Has no one noted how incredibly dangerous the windows are around here?

Episode 15 "Is he still there?" I ask the PFY, maintaining direct eye contact with him so that I can truthfully claim that I didn't see the Health and Safety guy hanging around the hallway to Mission Control like a bad smell.

There's a new push in the company to make the place safer and unfortunately the push concerned doesn't involve our Health and Safety Rep and a convenient window ledge.

And the thing that always, ALWAYS gets on my tits is they never employ a normal person to be a Health & Safety rep – it's always some power-hungry imaginative enthusiast who can think of 3 different ways a telephone directory can pose a threat to you – none of which is being repeatedly beaten over the head with it by someone wanting to teach you a lesson. Or having one fired at you by the ether-fuelled cannon that the PFY built into the second from top drawer of his massive filing cabinet. That's ether the highly flammable substance – not ether as in net.

Though an SNMP trigger does sound like a useful addition... I drop the PFY a quick email while I think of it...

The one good thing that the Health and Safety bloke has achieved – with a bit of manipulation – is to get soundproofing for the main office, so that the rest of the IT department isn't affected by the high noise levels from our office when we test dot-matrix printers, or while we're cleaning our 8" floppy drives while wearing our asbestos flares.

So Mission Control has effectively grown by about 2 metres of hallway, with the addition of some heavy soundproofed doors and what's now effectively an air-lock. The beauty of all this is that while the new soundproofing doors are access controlled, the doorbell button for our office is still just outside the original Mission Control doors. Now not even Smiley Lewis could hear him knocking.

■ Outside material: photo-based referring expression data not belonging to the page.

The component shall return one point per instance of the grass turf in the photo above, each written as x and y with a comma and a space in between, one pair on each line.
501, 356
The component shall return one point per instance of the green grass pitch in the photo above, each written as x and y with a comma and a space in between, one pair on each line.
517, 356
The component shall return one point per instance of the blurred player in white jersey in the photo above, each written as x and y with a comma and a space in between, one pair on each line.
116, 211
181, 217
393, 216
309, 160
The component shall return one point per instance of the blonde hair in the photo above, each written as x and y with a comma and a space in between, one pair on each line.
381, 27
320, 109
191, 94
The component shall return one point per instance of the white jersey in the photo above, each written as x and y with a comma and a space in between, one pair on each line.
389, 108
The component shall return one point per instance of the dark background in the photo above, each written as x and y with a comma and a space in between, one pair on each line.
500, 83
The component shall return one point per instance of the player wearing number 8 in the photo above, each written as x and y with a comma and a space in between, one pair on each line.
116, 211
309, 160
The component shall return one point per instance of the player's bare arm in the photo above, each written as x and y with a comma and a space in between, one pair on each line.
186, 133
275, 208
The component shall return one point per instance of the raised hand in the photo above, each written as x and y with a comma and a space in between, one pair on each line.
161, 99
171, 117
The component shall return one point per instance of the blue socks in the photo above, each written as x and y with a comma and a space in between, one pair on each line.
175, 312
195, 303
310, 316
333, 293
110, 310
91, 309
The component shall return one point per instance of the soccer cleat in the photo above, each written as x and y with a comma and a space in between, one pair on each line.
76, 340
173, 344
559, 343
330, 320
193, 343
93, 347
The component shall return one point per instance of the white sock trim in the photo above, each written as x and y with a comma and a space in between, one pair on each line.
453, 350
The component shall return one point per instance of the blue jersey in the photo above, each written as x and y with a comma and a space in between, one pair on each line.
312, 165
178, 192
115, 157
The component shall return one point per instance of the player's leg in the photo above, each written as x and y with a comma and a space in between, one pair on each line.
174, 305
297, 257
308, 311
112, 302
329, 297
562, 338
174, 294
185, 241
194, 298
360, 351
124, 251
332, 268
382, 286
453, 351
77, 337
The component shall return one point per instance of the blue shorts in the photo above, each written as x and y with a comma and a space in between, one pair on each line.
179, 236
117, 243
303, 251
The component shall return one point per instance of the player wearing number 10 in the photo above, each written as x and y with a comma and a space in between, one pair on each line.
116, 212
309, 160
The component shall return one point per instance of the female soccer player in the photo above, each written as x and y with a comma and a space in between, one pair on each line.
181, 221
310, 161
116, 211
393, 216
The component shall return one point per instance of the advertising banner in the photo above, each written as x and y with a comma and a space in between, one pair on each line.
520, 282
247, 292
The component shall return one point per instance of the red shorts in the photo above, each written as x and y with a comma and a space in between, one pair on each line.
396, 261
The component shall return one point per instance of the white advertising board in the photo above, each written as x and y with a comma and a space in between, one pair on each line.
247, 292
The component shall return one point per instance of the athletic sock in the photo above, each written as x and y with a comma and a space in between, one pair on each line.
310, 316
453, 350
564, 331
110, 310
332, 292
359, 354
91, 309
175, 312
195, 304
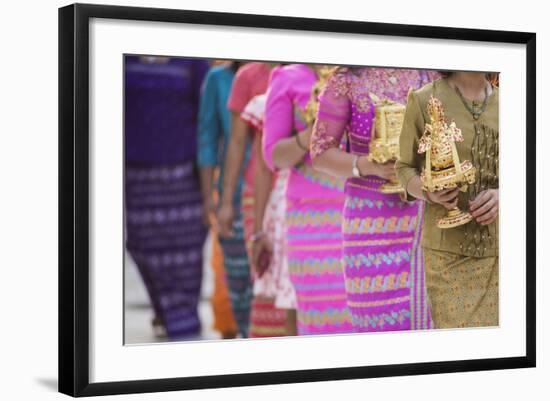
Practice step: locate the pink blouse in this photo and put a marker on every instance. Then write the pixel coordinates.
(345, 104)
(288, 93)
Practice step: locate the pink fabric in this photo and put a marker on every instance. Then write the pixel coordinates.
(381, 254)
(288, 93)
(251, 80)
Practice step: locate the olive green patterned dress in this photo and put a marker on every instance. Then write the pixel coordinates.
(461, 262)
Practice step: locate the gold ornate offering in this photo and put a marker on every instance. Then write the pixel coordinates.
(443, 168)
(384, 143)
(323, 74)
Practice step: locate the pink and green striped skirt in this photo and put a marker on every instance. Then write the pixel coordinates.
(383, 260)
(314, 252)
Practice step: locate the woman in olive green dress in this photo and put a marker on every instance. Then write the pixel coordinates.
(461, 262)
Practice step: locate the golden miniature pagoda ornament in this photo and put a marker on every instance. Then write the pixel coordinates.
(308, 115)
(384, 143)
(443, 168)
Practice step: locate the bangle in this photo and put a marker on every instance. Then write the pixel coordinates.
(300, 144)
(256, 236)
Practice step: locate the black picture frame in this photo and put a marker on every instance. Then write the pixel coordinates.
(74, 194)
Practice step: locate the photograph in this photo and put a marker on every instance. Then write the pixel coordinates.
(259, 199)
(269, 199)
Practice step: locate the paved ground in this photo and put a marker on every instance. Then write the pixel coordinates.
(138, 312)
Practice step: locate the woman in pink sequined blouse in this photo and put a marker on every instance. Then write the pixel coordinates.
(382, 259)
(314, 206)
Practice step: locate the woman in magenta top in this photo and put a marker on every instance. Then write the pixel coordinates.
(383, 263)
(314, 205)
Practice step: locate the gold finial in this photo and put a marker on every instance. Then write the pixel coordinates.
(443, 168)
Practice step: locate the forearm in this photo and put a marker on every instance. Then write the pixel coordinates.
(234, 159)
(262, 187)
(287, 152)
(338, 163)
(207, 183)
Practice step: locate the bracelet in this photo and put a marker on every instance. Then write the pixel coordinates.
(256, 236)
(300, 144)
(426, 198)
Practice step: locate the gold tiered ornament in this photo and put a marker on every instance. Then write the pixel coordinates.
(308, 115)
(384, 143)
(443, 168)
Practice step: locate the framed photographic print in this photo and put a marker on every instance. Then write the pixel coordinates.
(251, 199)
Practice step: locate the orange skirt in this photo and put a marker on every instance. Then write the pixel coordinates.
(224, 321)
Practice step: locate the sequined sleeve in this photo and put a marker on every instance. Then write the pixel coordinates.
(332, 116)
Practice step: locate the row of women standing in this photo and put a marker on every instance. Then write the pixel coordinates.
(310, 246)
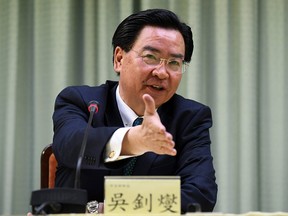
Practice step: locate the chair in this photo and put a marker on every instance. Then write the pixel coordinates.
(48, 167)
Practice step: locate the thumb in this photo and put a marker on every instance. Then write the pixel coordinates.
(149, 105)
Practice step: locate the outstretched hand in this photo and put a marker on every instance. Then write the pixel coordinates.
(151, 136)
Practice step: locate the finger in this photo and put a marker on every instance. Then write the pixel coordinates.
(149, 105)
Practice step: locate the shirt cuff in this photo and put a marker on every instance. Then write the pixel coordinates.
(114, 146)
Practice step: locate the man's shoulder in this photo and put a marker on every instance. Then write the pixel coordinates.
(87, 89)
(180, 102)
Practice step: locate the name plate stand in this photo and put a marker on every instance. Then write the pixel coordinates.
(142, 195)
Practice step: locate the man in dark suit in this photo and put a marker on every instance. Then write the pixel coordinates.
(151, 52)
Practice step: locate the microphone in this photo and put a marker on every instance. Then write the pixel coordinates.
(92, 108)
(65, 200)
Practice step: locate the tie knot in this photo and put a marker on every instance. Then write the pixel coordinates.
(137, 121)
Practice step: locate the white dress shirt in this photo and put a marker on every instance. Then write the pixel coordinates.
(114, 145)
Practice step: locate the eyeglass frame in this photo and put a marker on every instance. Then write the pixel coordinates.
(183, 67)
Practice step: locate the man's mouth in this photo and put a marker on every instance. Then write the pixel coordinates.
(157, 87)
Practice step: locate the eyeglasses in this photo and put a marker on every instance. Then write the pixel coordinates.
(173, 65)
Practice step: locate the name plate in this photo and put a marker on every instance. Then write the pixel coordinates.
(142, 195)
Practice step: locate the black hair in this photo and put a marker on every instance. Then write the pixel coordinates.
(129, 29)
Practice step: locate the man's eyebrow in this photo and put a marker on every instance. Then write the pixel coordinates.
(153, 49)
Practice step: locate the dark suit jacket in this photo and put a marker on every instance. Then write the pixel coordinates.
(188, 121)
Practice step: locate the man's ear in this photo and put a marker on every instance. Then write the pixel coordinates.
(118, 57)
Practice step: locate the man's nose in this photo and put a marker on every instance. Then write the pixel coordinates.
(160, 71)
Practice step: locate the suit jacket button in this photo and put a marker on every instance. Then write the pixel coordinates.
(112, 154)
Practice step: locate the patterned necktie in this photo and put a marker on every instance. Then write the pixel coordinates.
(128, 169)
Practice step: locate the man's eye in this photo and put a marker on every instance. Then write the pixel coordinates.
(174, 63)
(149, 56)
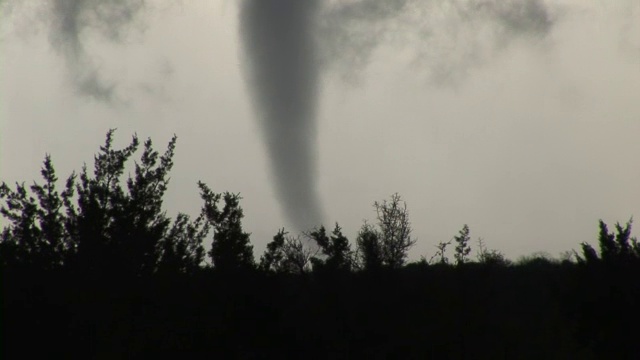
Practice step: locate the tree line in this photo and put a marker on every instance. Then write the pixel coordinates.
(101, 247)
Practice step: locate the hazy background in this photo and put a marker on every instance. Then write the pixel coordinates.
(528, 139)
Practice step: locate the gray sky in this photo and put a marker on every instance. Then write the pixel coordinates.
(526, 131)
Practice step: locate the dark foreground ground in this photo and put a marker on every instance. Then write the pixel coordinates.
(538, 311)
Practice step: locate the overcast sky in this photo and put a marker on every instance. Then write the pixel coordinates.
(527, 131)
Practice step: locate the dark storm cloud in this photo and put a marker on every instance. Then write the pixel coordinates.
(288, 42)
(278, 38)
(70, 20)
(445, 37)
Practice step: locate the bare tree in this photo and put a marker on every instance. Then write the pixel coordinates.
(286, 254)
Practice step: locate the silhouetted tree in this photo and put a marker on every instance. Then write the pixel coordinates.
(104, 227)
(336, 250)
(35, 235)
(491, 257)
(395, 231)
(614, 247)
(231, 248)
(369, 248)
(181, 249)
(462, 245)
(440, 255)
(286, 254)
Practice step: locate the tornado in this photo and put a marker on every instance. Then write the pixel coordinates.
(282, 70)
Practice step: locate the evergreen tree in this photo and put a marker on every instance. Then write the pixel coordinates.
(231, 248)
(336, 250)
(369, 248)
(462, 245)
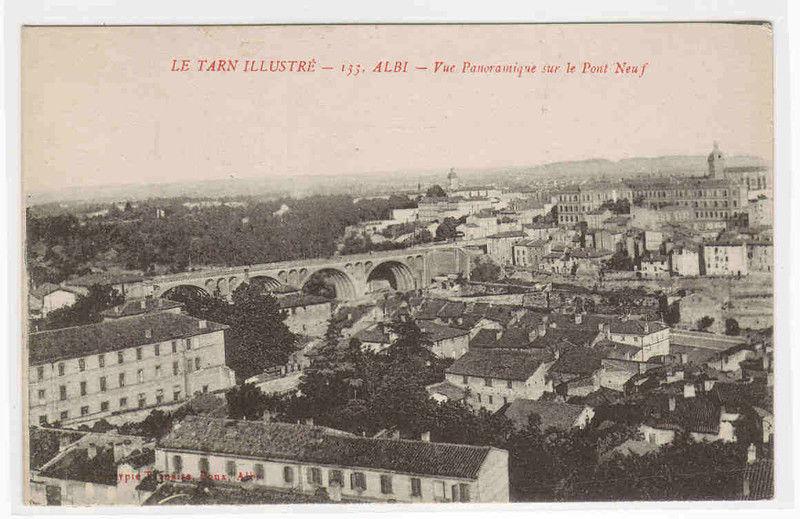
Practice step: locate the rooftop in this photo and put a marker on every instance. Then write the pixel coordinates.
(108, 336)
(313, 444)
(507, 364)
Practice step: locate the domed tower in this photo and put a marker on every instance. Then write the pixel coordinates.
(716, 162)
(452, 179)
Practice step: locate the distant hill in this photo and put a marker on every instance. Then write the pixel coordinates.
(396, 181)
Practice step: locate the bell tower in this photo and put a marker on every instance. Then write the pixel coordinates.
(716, 162)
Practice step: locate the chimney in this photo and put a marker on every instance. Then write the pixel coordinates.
(335, 492)
(751, 454)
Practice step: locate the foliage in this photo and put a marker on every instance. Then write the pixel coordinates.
(704, 323)
(246, 402)
(85, 310)
(164, 236)
(258, 337)
(732, 327)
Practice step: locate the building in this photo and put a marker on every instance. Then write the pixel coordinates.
(496, 377)
(552, 414)
(120, 368)
(96, 469)
(48, 297)
(309, 459)
(724, 259)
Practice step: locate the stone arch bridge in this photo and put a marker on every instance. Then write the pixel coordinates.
(352, 276)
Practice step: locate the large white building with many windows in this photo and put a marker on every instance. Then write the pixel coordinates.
(117, 368)
(310, 459)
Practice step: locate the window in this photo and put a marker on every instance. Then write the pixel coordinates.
(335, 477)
(464, 491)
(230, 469)
(386, 484)
(416, 487)
(358, 481)
(315, 476)
(177, 464)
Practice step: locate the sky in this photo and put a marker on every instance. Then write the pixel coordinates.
(101, 105)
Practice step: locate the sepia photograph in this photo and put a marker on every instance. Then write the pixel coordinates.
(381, 263)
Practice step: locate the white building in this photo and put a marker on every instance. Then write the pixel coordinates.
(116, 369)
(307, 459)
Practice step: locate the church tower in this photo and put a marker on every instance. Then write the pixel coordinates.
(716, 162)
(452, 179)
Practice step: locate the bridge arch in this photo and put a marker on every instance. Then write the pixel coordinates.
(398, 274)
(342, 284)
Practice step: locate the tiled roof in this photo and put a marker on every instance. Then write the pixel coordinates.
(142, 306)
(312, 444)
(78, 341)
(554, 415)
(438, 332)
(507, 364)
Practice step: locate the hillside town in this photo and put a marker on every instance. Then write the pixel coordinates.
(564, 341)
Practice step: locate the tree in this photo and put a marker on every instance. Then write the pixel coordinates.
(86, 309)
(435, 191)
(731, 327)
(246, 402)
(704, 323)
(486, 271)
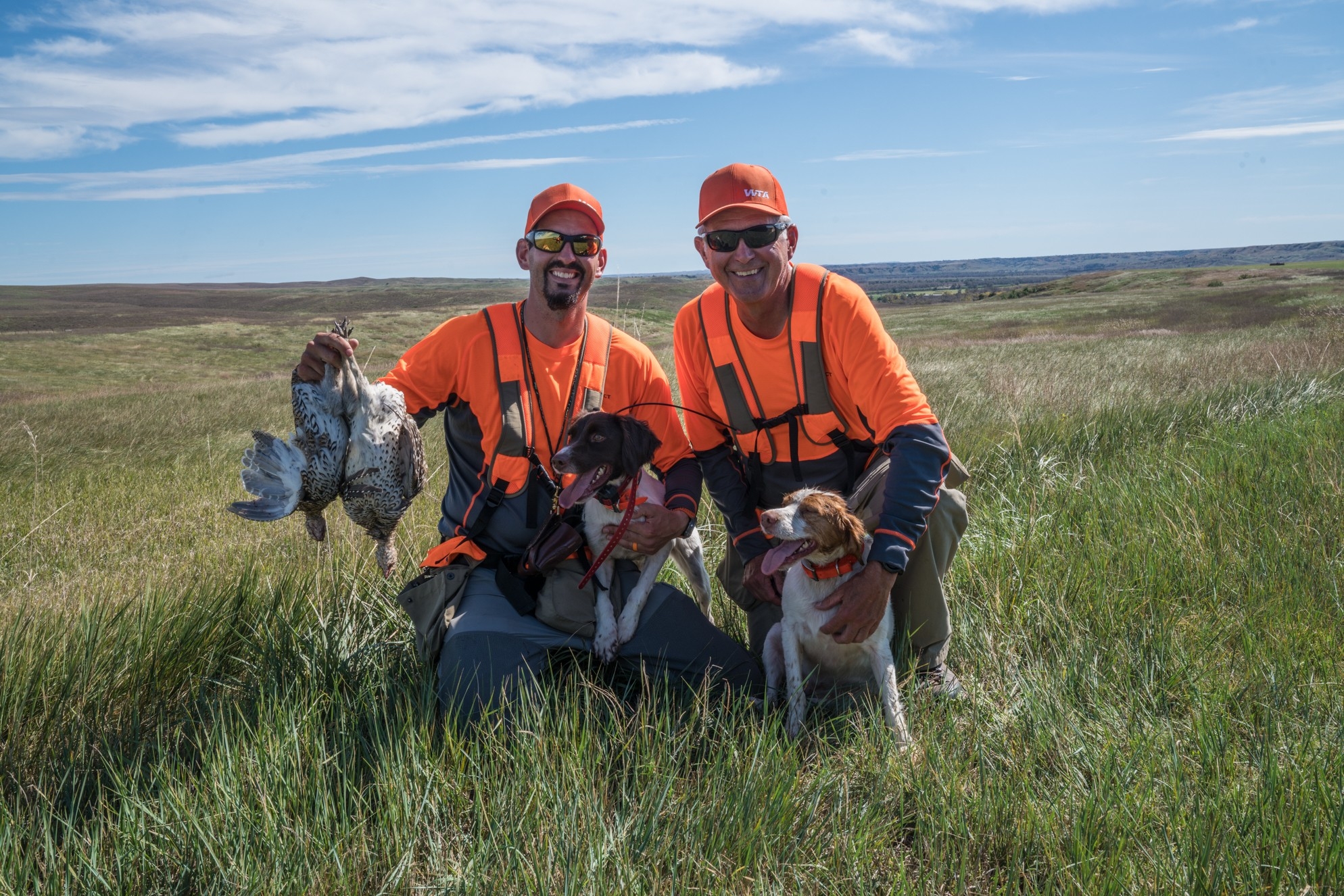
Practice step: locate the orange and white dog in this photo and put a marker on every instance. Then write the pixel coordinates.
(823, 545)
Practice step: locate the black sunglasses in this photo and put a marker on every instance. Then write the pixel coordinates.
(759, 237)
(550, 241)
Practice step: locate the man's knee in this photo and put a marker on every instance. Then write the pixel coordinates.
(681, 643)
(479, 671)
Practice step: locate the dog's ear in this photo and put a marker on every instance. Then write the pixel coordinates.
(847, 524)
(638, 444)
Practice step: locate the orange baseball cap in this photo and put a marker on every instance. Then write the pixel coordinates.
(565, 197)
(741, 187)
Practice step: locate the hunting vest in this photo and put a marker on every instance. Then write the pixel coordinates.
(506, 420)
(813, 426)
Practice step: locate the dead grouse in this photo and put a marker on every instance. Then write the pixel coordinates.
(306, 470)
(385, 459)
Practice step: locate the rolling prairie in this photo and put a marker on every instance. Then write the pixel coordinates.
(1147, 610)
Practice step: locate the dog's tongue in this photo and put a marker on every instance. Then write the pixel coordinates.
(581, 488)
(784, 555)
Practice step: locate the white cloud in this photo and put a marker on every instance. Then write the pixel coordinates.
(894, 49)
(1293, 129)
(221, 73)
(148, 193)
(1278, 101)
(310, 164)
(875, 155)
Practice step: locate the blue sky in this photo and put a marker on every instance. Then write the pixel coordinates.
(272, 140)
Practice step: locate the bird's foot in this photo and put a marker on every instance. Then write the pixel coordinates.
(386, 555)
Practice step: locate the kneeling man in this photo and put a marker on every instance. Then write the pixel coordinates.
(510, 380)
(802, 387)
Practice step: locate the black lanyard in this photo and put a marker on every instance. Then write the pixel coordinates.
(537, 394)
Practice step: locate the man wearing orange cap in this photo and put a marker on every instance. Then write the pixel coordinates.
(800, 384)
(510, 380)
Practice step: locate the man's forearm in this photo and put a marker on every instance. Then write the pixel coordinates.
(731, 493)
(919, 459)
(681, 487)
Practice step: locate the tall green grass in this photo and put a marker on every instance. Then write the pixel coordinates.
(1147, 613)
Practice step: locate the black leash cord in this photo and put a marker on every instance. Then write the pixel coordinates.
(680, 407)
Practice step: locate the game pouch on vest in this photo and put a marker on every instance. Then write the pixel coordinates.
(562, 605)
(867, 496)
(431, 599)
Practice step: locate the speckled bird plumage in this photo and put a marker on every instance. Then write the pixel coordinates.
(352, 439)
(385, 459)
(303, 472)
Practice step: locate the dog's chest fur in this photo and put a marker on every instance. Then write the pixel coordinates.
(834, 663)
(597, 515)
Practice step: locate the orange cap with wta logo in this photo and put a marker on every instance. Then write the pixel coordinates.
(565, 197)
(741, 187)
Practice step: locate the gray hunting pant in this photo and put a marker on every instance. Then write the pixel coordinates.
(917, 598)
(491, 651)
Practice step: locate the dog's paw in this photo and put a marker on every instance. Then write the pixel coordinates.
(605, 645)
(625, 628)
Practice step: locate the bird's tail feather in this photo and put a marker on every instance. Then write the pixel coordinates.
(273, 470)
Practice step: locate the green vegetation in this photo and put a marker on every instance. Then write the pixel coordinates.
(1148, 616)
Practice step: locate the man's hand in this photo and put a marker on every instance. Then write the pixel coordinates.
(862, 601)
(326, 348)
(651, 528)
(767, 589)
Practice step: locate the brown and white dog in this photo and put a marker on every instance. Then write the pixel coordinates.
(823, 545)
(605, 451)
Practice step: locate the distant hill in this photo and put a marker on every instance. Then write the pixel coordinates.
(979, 273)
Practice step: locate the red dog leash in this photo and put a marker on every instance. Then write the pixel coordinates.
(616, 537)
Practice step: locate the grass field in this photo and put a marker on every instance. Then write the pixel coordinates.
(1147, 612)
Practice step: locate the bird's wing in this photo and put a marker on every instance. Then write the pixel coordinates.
(410, 458)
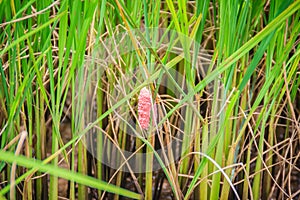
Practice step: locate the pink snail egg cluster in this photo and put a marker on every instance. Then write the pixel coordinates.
(144, 108)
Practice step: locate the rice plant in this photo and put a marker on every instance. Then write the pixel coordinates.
(146, 99)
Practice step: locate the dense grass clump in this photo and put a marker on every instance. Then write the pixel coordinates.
(222, 80)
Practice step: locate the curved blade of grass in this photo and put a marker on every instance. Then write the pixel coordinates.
(66, 174)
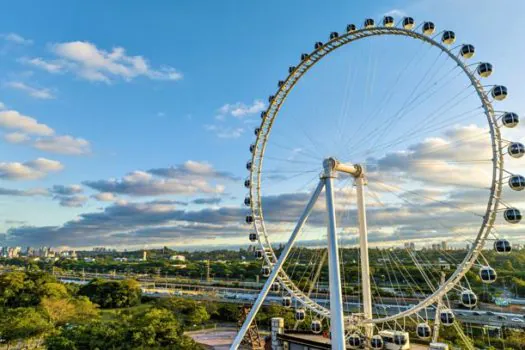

In the end, of course, we're going to have to let him in, as he has one thing on his side that we cannot match – the infinite patience of the mentally deficient.

I cut to the chase and "notice" him, then press the door-release button twice to let him through the two sets of doors.

"Well that's a hazard!" he says, noting something down on his clipboard before gesturing back at the doors.

There is something about a person who wears a fluorescent vest in an office workplace that makes me want to reach for a hammer, some bleach and a large roll of plastic.

"What is?" the PFY asks, encouraging him.

"That. There's no emergency break-glass between the two sets of doors to force them open in the event of a fire."

"That's because in the event of a fire, all the doors in the building open automatically," I lie – because I know for a fact that 2 sets of doors don't.

"But what if the fire system doesn't work?"

"Then you won't know there's a fire and will die of smoke inhalation before you get to the doors," the PFY says.

"But what if the alarms work, but the automatic door-opening doesn't?"

"Then you press the door-release button, which will open the door."

"But what if the fire has burnt the cabling, so that the door-release won't work?"

"Then it's probably burnt the power cable energising the mag clamp – so the door will open."